Bugun...
İlkellikten Moderniteye Geçiş Mekanla Sağlanabilir mi


Mustafa Boncukcu HAKÇA
 
 

facebook-paylas
Tarih: 17-10-2017 08:29

Konuyu tam olarak kavramak için önce sözcüklerin saptamalarını yapmak gerek. İlkellik ve modernite nedir? Bunu açıklayalım. 

İlkelliğin pekçok tanımı vardır. Bu tanımlar bakış açılarına göre farklılıklar gösterir. Örneğin, insanlığın erken dönemlerinde bilgi yetersizliğinden dolayı teknolojinin gelişmemişliğine ilkellik denebilir. Ya da sosyal bir varlık olan insanın kendisi veya kendi dışında olanlara karşı tahakkümane tavır ve davranışlara girişmesine ilkellik denebilir. Veyahut insan psikolojisi gereği içte var olan bazı duyguları (küfür etme, öfkelenme, duygularını kontrol edememe, aşırı tepki, şiddet gösterme, sadist, mazoşist zevkler ve benzerleri) dışa vurumla kişinin kendi sosyal hayatına entegre etmesi ilkellik olarak gösterilebilir.

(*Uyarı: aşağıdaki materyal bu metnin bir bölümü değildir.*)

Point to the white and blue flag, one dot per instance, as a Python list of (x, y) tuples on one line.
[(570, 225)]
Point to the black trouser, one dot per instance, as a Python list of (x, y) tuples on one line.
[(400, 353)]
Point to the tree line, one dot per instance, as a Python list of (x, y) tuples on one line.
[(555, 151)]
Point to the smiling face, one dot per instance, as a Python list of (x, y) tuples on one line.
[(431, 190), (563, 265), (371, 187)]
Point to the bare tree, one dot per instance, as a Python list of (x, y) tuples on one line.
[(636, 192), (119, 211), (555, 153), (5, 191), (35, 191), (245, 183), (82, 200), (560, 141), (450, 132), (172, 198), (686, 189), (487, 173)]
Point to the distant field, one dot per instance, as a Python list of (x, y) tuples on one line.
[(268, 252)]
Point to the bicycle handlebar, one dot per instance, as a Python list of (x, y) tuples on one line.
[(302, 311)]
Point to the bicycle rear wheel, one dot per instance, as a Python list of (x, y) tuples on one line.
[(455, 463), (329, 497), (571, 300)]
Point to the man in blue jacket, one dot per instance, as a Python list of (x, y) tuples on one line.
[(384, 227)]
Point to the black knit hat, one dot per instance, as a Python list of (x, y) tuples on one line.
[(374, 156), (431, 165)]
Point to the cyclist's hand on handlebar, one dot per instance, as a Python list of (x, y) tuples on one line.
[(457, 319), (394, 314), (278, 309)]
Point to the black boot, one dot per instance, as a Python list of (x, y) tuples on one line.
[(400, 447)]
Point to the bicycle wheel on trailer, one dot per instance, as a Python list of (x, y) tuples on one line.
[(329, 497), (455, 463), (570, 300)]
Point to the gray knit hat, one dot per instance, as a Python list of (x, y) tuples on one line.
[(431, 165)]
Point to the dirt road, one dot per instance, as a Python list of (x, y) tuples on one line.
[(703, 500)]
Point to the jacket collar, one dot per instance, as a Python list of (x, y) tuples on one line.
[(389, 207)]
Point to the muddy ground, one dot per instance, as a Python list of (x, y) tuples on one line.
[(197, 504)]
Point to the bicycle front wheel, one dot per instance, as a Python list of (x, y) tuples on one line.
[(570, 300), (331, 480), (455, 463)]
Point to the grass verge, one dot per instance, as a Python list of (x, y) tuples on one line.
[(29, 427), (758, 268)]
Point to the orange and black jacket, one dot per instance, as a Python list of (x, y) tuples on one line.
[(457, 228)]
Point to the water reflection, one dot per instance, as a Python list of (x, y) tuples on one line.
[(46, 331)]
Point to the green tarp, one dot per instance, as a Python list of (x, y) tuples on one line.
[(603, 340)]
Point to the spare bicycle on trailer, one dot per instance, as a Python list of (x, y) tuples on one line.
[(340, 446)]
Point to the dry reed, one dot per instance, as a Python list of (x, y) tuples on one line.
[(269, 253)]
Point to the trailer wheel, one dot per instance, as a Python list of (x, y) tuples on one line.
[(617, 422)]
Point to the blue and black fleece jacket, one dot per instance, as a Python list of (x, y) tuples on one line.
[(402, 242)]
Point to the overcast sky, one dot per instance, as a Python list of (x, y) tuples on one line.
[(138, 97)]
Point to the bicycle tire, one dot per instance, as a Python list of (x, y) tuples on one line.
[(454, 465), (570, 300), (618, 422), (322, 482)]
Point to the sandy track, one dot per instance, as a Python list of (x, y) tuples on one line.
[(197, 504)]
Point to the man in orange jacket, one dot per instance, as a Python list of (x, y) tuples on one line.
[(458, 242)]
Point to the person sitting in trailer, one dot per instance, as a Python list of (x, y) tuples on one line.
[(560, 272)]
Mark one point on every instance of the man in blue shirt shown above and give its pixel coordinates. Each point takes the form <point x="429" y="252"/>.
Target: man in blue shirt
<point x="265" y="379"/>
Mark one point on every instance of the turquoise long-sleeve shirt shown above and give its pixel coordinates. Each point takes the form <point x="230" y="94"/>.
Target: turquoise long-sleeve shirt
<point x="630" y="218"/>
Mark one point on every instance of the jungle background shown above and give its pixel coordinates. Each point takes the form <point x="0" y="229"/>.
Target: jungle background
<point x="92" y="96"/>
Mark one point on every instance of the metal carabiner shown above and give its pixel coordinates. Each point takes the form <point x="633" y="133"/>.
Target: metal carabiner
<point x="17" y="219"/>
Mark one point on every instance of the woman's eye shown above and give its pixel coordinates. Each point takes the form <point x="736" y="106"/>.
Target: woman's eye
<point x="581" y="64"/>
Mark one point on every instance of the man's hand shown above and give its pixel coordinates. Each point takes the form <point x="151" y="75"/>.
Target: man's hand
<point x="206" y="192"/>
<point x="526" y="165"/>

Yahut da toplum olarak bir siyasi gücün ortaya konulamaması, devletsiz olma ve millet olamama durumu da ilkellikten sayılabilir. Ayrıca bir milletin değerler bütünü yaratamaması da ilkellik olabilir. İlkelliğin tanımı çoktur.

İlkelliğin tanımı çoktur da modernite, modernlik, çağdaşlık sözcüğünün tanımı az mıdır? Türkçesinde belirtildiği gibi çağdaşlık; çağa uygun, çağın koşullarını taşıyan ve aynı çağda yaşayan veyahut aynı çağda oluşumlanan canlı ve cansız imgelerdir.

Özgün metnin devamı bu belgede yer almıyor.